Há um pano de fundo histórico, social e cultural que baliza a sociedade e que por muito tempo determinou que cabia à mulher os cuidados com a casa e os filhos, por exemplo, culminando em uma jornada dupla quando há trabalho também fora de casa, resultando em uma assimetria que persiste mesmo ante avanços e conquistas femininas.

Parece um cenário distante? Na pandemia, uma em cada quatro mulheres mães com emprego considerou pedir demissão. Entre homens, um em cada 11 (McKinsey 2020). Mulheres gastam o dobro do tempo em tarefas domésticas e de cuidado. No Brasil, o mercado informal de trabalho é em sua maioria formado por mulheres, que também são a maior parte dentre as pessoas desempregadas do país (Pnad IBGE 2022).

Nada disso é por acaso.

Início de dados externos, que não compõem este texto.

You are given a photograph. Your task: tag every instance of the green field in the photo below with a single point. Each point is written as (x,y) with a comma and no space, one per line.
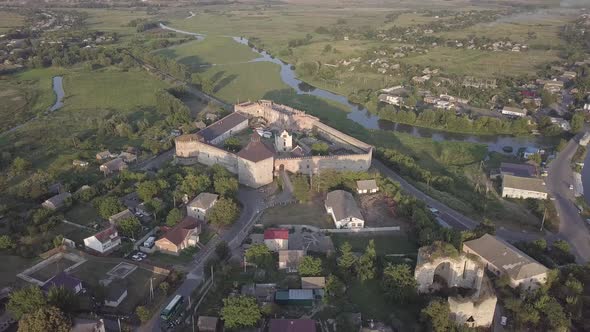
(9,20)
(483,63)
(234,78)
(90,97)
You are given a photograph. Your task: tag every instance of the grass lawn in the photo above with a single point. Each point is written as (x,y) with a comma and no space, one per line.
(483,63)
(11,266)
(9,20)
(311,213)
(385,243)
(212,50)
(83,214)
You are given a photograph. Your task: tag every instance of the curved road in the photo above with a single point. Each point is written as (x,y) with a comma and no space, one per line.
(571,228)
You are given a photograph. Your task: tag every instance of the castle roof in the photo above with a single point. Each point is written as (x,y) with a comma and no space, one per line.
(256,150)
(222,126)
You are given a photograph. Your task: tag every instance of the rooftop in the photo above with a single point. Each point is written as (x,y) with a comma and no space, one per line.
(503,255)
(203,200)
(343,205)
(222,126)
(517,182)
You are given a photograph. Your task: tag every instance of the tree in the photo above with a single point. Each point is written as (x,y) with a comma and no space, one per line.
(43,320)
(143,313)
(365,266)
(224,212)
(129,227)
(222,250)
(240,312)
(19,165)
(174,217)
(577,122)
(347,259)
(260,255)
(310,266)
(6,242)
(436,316)
(226,186)
(63,298)
(399,283)
(108,206)
(335,290)
(26,301)
(164,287)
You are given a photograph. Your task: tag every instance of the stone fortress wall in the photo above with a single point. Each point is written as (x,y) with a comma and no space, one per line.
(191,148)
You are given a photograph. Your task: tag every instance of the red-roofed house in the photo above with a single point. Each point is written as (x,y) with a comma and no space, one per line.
(185,234)
(291,325)
(276,239)
(103,241)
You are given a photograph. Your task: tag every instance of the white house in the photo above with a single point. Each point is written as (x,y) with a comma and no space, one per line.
(103,241)
(514,111)
(502,258)
(276,239)
(284,142)
(367,187)
(200,205)
(523,187)
(344,211)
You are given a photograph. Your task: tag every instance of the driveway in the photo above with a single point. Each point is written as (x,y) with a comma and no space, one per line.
(571,228)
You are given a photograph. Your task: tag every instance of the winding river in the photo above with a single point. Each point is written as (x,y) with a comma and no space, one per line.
(58,89)
(362,116)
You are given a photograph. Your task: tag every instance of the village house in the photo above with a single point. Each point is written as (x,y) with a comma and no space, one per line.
(64,280)
(104,241)
(56,201)
(200,205)
(115,165)
(291,325)
(284,142)
(117,217)
(514,111)
(207,324)
(183,235)
(366,187)
(80,163)
(521,187)
(276,239)
(103,155)
(345,212)
(289,259)
(502,258)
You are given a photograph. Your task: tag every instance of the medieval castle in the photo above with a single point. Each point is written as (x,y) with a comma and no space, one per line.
(258,162)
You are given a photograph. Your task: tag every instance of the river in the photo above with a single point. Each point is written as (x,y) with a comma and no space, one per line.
(58,89)
(363,117)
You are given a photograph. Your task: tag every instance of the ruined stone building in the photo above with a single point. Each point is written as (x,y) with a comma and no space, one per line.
(258,162)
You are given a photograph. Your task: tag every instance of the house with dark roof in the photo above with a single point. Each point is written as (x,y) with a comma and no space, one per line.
(502,258)
(64,280)
(183,235)
(523,187)
(367,186)
(256,162)
(291,325)
(56,201)
(200,205)
(224,128)
(342,206)
(276,238)
(104,241)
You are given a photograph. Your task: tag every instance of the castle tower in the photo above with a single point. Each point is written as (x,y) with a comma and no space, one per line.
(284,142)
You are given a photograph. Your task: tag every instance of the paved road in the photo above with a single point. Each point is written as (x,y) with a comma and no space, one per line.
(572,227)
(452,217)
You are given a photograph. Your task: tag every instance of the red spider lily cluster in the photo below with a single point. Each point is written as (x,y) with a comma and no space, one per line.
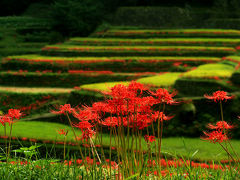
(10,116)
(220,129)
(149,139)
(62,132)
(128,107)
(219,96)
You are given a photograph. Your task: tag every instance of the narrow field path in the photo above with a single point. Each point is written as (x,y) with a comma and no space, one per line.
(35,90)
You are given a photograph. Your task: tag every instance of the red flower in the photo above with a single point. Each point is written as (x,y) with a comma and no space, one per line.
(161,116)
(14,113)
(163,96)
(219,96)
(149,138)
(63,109)
(110,122)
(5,119)
(87,134)
(215,136)
(220,125)
(83,125)
(62,132)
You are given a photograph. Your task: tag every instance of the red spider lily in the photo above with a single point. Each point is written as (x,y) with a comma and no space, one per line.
(100,107)
(62,132)
(121,91)
(163,96)
(85,114)
(87,134)
(149,138)
(161,116)
(135,86)
(215,136)
(220,125)
(110,122)
(63,109)
(83,125)
(14,113)
(5,119)
(219,96)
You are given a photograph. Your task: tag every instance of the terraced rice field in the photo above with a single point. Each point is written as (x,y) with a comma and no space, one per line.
(191,61)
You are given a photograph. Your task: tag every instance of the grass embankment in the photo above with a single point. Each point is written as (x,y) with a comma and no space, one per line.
(154,41)
(194,148)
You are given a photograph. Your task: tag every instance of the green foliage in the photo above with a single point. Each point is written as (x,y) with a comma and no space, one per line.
(210,71)
(197,86)
(164,80)
(226,42)
(235,78)
(115,64)
(84,97)
(32,102)
(163,17)
(100,87)
(74,17)
(71,50)
(34,79)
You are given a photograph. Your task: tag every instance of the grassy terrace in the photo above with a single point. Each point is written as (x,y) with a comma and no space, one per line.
(171,146)
(70,50)
(33,90)
(210,71)
(233,58)
(50,59)
(155,41)
(163,80)
(101,87)
(67,80)
(169,33)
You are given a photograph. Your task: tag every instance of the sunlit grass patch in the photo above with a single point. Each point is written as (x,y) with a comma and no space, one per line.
(210,71)
(163,80)
(101,87)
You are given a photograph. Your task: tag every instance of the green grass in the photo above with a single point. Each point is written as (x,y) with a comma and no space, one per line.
(66,47)
(36,57)
(39,130)
(164,80)
(143,33)
(33,90)
(210,70)
(179,146)
(233,58)
(156,41)
(102,86)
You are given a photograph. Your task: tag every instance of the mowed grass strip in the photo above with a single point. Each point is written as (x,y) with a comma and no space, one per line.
(34,90)
(102,87)
(71,50)
(232,58)
(50,59)
(65,47)
(169,33)
(193,148)
(163,80)
(154,42)
(68,80)
(210,71)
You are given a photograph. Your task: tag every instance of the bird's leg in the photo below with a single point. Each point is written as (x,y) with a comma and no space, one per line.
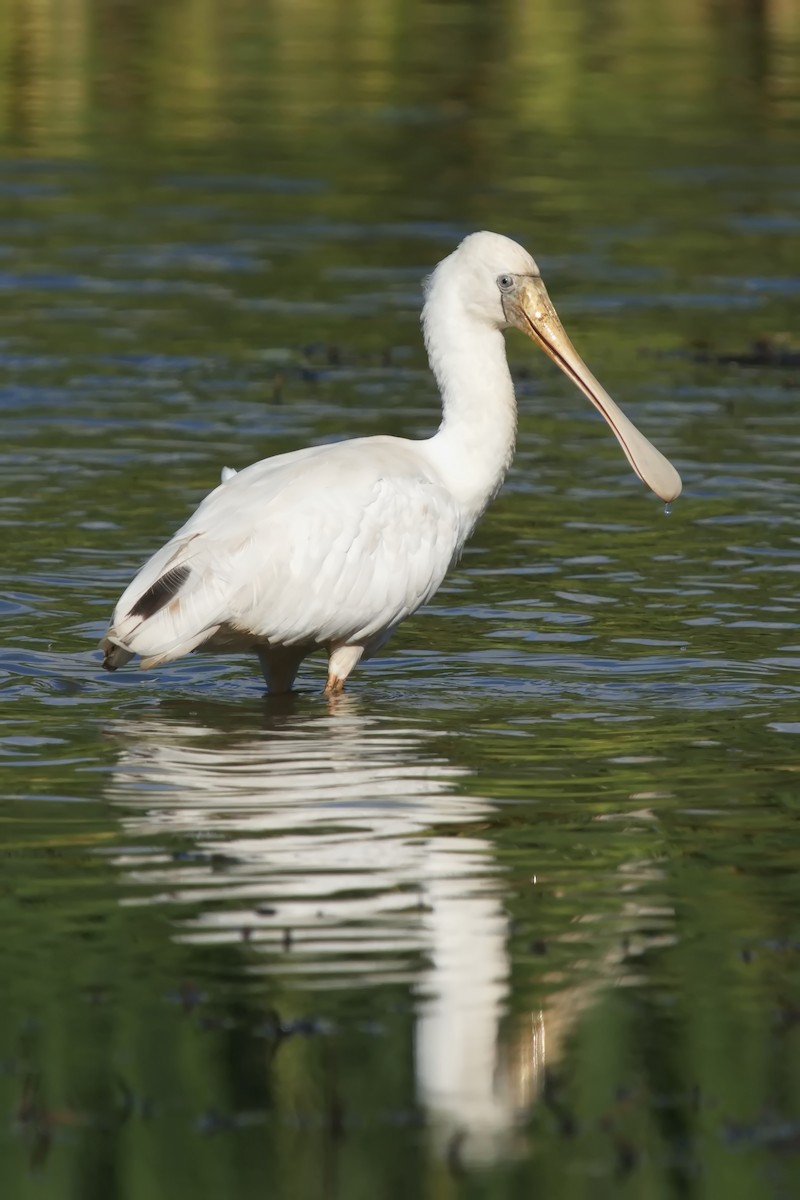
(340,664)
(280,665)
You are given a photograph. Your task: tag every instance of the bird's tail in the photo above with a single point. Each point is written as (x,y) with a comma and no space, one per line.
(174,605)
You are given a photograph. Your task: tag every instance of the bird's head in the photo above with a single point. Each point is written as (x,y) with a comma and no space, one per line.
(497,282)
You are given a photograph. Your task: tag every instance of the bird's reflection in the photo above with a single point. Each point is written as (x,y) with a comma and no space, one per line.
(348,849)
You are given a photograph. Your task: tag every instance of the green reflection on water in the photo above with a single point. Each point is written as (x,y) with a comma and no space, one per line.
(543,897)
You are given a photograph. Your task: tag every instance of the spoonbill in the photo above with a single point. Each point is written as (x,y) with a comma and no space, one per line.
(335,545)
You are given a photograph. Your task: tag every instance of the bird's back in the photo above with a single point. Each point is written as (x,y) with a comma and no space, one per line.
(324,545)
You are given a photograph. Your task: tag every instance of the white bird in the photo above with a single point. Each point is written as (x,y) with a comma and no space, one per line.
(335,545)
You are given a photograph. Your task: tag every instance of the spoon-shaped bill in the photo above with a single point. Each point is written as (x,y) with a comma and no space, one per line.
(530,309)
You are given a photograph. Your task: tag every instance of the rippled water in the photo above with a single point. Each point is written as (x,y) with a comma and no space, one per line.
(518,915)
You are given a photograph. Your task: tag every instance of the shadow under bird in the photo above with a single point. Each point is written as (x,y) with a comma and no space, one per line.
(335,545)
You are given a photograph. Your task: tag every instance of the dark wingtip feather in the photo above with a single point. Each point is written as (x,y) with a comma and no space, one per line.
(161,592)
(114,657)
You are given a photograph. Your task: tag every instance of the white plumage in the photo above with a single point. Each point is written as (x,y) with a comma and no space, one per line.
(332,546)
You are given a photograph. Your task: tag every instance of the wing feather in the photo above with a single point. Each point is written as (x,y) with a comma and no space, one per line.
(332,544)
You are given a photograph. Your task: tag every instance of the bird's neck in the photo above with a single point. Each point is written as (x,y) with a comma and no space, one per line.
(475,442)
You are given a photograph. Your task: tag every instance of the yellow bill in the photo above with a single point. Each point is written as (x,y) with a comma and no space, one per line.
(529,309)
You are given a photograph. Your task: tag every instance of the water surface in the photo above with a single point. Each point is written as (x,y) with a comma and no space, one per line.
(519,913)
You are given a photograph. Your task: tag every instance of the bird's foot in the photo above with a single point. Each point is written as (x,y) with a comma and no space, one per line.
(335,685)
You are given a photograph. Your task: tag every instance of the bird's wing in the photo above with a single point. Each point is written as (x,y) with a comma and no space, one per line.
(332,544)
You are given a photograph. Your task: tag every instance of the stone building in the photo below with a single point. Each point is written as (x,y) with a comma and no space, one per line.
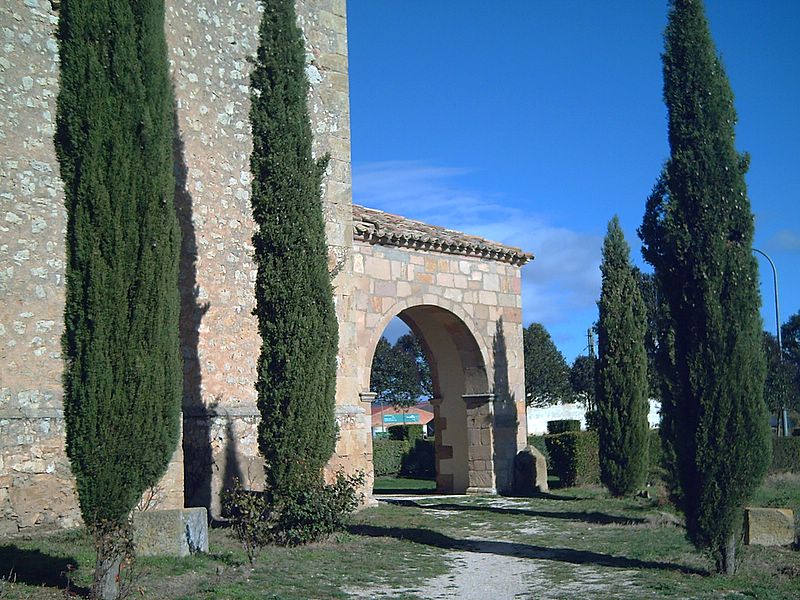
(460,294)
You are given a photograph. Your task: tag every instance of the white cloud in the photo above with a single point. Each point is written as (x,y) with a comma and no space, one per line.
(563,279)
(786,240)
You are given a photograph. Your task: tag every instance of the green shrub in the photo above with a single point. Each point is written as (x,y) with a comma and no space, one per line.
(537,441)
(403,457)
(303,514)
(387,456)
(419,460)
(574,457)
(563,425)
(405,432)
(785,454)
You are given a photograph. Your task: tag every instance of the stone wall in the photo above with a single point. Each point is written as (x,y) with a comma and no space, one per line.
(36,487)
(209,43)
(483,298)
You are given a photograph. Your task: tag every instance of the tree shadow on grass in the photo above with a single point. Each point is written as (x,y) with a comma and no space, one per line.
(34,568)
(594,517)
(516,550)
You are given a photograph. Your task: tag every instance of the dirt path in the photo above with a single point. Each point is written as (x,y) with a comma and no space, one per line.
(481,573)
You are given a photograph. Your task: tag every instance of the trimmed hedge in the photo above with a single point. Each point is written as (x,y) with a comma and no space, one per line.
(405,432)
(574,457)
(563,425)
(785,454)
(415,457)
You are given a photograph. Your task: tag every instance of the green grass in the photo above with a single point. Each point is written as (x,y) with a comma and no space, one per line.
(579,543)
(396,485)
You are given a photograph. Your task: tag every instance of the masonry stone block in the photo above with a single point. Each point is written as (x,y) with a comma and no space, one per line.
(178,532)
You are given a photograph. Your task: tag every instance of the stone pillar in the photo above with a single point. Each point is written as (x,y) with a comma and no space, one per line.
(444,480)
(480,439)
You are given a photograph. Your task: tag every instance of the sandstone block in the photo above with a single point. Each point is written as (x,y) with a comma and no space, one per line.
(530,472)
(769,526)
(170,532)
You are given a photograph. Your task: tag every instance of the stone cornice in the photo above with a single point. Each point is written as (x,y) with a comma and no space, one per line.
(378,227)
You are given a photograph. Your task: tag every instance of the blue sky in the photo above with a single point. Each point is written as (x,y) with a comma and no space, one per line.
(532,123)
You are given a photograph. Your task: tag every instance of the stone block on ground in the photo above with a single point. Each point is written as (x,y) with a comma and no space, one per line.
(530,472)
(177,532)
(769,526)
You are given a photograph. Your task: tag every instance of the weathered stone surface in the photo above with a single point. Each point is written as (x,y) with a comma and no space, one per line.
(461,293)
(769,526)
(178,532)
(530,472)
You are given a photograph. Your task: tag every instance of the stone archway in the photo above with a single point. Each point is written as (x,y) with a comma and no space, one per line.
(461,399)
(460,295)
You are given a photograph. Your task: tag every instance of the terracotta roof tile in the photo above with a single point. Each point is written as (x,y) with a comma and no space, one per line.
(378,227)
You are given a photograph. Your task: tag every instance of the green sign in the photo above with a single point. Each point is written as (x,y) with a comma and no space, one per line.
(409,418)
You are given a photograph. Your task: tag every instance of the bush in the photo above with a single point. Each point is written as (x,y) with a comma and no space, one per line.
(537,441)
(405,432)
(574,457)
(387,456)
(303,514)
(409,458)
(785,454)
(563,425)
(419,460)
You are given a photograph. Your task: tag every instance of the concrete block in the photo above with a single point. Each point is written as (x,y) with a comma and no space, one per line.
(769,526)
(177,532)
(530,472)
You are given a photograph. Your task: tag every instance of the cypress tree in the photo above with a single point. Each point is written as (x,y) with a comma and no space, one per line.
(294,300)
(123,376)
(697,233)
(622,404)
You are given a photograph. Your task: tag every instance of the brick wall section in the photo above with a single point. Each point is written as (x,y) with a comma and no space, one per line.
(485,296)
(209,43)
(36,486)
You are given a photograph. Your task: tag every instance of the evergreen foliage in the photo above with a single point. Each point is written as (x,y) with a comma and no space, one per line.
(400,373)
(123,375)
(546,371)
(781,388)
(697,233)
(622,385)
(294,300)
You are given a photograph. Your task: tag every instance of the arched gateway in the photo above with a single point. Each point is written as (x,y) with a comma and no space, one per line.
(460,294)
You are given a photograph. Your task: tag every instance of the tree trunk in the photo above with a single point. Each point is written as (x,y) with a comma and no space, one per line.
(105,583)
(727,563)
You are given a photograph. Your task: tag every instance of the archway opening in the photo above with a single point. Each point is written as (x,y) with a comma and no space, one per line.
(459,387)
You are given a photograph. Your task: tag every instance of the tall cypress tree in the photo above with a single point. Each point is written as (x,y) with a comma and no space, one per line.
(294,300)
(622,404)
(697,233)
(122,383)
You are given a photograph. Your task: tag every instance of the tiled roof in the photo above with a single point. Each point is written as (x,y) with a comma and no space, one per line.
(378,227)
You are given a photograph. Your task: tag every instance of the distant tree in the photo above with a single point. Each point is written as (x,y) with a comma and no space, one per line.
(582,380)
(408,347)
(123,372)
(622,387)
(781,389)
(400,375)
(294,300)
(697,233)
(546,371)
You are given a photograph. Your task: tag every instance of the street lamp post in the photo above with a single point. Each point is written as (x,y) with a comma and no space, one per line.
(784,415)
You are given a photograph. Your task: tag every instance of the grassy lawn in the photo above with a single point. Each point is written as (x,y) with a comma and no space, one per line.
(403,485)
(576,543)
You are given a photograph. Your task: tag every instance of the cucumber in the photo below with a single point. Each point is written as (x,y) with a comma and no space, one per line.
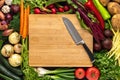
(5,77)
(8,73)
(15,70)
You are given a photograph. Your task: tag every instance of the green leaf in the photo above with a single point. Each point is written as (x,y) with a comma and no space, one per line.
(53,1)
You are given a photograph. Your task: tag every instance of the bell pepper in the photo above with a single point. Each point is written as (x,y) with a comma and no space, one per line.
(90,6)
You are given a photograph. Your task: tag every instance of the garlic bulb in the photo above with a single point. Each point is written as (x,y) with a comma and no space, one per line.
(14,38)
(18,48)
(7,50)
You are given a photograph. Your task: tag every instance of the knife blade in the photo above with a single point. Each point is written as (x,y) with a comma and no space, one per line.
(76,37)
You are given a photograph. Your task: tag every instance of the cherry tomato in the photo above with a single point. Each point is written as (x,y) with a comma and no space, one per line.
(92,73)
(79,73)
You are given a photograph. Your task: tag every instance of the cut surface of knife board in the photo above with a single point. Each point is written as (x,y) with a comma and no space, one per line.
(50,44)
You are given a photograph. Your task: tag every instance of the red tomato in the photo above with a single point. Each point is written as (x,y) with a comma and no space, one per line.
(79,73)
(92,73)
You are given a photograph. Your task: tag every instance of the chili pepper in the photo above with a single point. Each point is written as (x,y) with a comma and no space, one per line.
(90,5)
(105,14)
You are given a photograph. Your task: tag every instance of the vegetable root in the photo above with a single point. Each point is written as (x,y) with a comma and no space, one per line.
(115,50)
(113,8)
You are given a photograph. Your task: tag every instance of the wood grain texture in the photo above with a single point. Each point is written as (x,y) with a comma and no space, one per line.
(50,44)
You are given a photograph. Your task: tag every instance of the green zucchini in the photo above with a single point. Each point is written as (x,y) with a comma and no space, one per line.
(5,77)
(15,70)
(8,73)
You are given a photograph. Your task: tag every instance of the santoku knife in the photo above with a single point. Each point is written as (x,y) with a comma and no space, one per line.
(76,37)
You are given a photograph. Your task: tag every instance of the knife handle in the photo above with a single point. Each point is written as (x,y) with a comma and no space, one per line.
(89,53)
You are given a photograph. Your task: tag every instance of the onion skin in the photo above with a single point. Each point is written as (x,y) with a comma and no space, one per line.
(14,38)
(2,16)
(3,26)
(7,50)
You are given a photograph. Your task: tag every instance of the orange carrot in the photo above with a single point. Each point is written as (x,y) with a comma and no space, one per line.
(24,30)
(25,26)
(21,16)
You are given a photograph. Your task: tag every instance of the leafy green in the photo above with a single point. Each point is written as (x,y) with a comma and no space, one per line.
(15,22)
(107,67)
(16,2)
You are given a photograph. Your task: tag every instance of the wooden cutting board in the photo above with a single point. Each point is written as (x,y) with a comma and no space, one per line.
(50,44)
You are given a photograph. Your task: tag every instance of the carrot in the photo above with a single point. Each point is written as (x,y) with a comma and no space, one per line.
(21,16)
(25,28)
(24,33)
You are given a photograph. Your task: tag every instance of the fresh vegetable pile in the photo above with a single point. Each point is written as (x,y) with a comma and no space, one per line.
(99,17)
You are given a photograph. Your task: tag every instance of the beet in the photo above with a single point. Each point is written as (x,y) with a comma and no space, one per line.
(108,33)
(107,44)
(97,47)
(15,8)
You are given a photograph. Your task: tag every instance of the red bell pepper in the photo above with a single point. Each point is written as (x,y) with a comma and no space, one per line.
(90,5)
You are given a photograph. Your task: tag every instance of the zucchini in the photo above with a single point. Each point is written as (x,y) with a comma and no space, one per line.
(8,73)
(15,70)
(5,77)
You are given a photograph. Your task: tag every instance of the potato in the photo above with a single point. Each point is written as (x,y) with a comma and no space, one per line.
(116,1)
(113,8)
(104,2)
(116,21)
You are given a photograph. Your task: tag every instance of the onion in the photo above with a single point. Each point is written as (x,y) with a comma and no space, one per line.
(14,38)
(15,60)
(7,32)
(18,48)
(7,50)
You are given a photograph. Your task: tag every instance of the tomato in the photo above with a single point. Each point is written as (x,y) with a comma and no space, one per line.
(79,73)
(92,73)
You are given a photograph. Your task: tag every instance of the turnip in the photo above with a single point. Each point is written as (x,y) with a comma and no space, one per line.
(18,48)
(7,50)
(14,38)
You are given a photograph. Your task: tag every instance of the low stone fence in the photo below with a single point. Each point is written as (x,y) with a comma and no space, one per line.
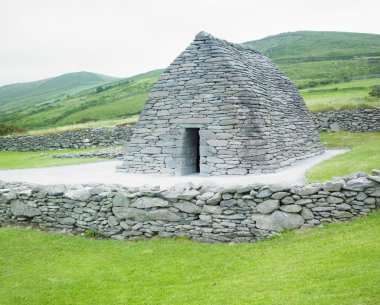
(85,138)
(359,120)
(205,213)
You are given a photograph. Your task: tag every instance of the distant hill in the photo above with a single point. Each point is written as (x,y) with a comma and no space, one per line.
(310,59)
(319,58)
(115,100)
(18,96)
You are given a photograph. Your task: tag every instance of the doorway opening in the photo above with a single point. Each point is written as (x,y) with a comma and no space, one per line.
(192,151)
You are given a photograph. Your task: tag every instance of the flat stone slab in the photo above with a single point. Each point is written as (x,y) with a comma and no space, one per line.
(104,173)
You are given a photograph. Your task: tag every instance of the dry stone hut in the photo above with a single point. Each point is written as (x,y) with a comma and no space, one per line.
(221,109)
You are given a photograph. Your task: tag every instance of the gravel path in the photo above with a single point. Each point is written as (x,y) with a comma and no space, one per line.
(104,173)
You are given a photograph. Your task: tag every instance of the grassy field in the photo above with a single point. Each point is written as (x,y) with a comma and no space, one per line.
(314,58)
(364,155)
(310,59)
(336,264)
(19,96)
(18,159)
(118,101)
(349,95)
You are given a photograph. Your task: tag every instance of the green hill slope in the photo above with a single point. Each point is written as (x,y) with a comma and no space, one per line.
(320,58)
(311,59)
(116,100)
(18,96)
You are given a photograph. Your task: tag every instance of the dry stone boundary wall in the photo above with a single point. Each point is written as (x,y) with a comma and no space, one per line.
(205,213)
(359,120)
(85,138)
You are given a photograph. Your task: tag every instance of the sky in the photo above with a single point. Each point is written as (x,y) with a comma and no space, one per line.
(46,38)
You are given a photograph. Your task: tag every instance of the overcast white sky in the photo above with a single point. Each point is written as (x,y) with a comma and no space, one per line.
(44,38)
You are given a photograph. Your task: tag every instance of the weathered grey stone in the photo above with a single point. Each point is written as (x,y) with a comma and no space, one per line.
(374,178)
(188,207)
(264,193)
(359,184)
(214,200)
(279,195)
(333,186)
(120,200)
(287,200)
(369,200)
(278,221)
(341,214)
(334,200)
(287,221)
(205,196)
(292,208)
(129,213)
(67,221)
(343,206)
(199,101)
(7,197)
(307,214)
(164,215)
(268,206)
(147,202)
(212,209)
(79,195)
(113,221)
(21,209)
(303,201)
(188,195)
(307,190)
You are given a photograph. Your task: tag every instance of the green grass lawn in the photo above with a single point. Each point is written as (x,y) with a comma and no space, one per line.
(18,159)
(337,264)
(341,96)
(364,155)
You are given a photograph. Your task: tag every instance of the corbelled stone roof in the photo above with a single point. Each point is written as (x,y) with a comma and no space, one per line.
(250,116)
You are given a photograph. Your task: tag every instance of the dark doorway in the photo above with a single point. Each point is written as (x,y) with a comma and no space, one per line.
(192,149)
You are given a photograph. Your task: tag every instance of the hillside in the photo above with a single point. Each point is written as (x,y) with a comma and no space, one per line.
(320,58)
(116,100)
(18,96)
(311,59)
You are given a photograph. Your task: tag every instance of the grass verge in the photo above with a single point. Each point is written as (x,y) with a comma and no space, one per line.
(364,155)
(20,159)
(336,264)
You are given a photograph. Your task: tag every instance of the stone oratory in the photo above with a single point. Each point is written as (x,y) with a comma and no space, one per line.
(221,109)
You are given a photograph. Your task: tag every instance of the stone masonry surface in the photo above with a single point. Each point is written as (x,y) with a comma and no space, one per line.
(247,115)
(84,138)
(360,120)
(207,213)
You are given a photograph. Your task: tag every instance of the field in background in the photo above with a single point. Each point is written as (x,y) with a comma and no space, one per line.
(38,268)
(23,95)
(311,60)
(364,155)
(116,101)
(342,96)
(19,159)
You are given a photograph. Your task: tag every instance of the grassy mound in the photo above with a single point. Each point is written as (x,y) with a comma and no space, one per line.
(337,264)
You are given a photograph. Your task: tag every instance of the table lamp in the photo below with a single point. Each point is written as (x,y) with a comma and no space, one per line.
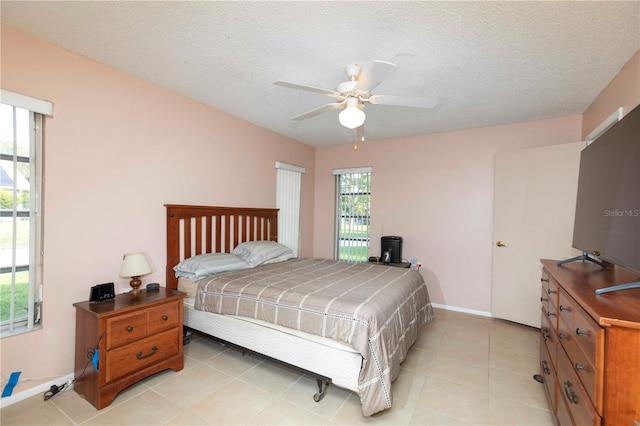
(134,265)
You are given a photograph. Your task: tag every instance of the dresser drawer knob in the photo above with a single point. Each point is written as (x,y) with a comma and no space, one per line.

Por muito tempo as mulheres foram alijadas do acesso ao ensino formal e, consequentemente, do mercado de trabalho. No Brasil, até 1962 a mulher casada precisava da autorização do marido para trabalhar fora e dispor do próprio dinheiro. O ensino ao qual as mulheres tinham acesso era voltado para o trabalho doméstico, pois acreditava-se que elas não precisavam de tanta informação. A ideia da mulher como "o homem que deu errado", "o segundo sexo", "o sexo frágil" foi construída historicamente e disseminada por grandes nomes, de Aristóteles a Darwin e Rousseau. A historiadora Michelle Perrot observa que no século 18 ainda se discutia se as mulheres eram seres humanos como os homens, ou se estavam mais próximas de animais irracionais. Essa construção, forjada na subalternização da mulher, não é desconstruída da noite para o dia.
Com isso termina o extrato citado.